Um Listen, Berichte, Daten einschätzen zu können, ist es notwendig, ihre Herkunft zu kennen, die angelegten Messkriterien zu verstehen, Anomalien zu erkennen und einordnen zu können und einer konkreten Fragestellung mit einem angestrebten Ziel nachzugehen. 

Alles andere ist kaum von der Sammelwut eines Messis zu unterscheiden, der sich über neue säckeweise gelieferte Anhaltspunkte freut, aber keine konkrete Verwendung dafür findet. 

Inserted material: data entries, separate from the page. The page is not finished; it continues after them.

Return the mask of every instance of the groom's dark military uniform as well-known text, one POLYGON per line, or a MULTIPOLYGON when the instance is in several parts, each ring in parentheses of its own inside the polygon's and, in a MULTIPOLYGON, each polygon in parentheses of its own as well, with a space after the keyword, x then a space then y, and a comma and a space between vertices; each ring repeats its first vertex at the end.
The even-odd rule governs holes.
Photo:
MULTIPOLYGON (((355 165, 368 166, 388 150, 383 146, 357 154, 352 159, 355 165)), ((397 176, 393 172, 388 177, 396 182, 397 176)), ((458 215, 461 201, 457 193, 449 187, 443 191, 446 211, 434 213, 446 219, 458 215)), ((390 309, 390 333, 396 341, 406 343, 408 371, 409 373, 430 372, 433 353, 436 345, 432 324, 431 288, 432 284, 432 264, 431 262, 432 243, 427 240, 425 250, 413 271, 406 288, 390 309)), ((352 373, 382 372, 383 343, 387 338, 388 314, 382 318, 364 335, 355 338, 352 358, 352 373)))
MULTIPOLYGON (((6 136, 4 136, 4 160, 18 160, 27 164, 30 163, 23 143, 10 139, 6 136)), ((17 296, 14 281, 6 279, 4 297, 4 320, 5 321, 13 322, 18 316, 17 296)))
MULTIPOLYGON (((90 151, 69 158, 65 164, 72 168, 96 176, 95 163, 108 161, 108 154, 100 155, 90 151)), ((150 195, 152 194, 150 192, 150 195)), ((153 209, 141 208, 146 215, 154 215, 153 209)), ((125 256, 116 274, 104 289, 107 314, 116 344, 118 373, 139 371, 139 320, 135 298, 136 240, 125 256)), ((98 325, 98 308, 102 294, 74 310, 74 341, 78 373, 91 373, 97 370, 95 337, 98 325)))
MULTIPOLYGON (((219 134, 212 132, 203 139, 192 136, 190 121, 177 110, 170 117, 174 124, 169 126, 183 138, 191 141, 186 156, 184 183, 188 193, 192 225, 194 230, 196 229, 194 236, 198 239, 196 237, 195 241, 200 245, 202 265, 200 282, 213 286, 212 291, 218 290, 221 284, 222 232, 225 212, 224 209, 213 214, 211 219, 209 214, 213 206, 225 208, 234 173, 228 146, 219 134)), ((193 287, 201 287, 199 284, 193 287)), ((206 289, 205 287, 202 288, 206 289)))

Besser, als vermeintlich präzise Datensätze anzufordern, wäre es, diese Fragestellungen und Ziele zu formulieren. Jemand, der die verfügbaren Daten und ihre Objekte kennt, kann dann Vorschläge machen, wie diese Fragen am besten beantwortet werden können, und noch besser, mit welchen Daten die Information geschaffen werden kann, mit der am besten gesteuert werden kann, wie die angestrebten Ziele erreicht werden können. 

Oft sind dazu Eingriffe in bestehen Messkriterien und Analysesysteme notwendig. Neue Messungen müssen eingerichtet werden, um Vergleichbarkeit zu schaffen oder mit neuen Skalen messen zu können. 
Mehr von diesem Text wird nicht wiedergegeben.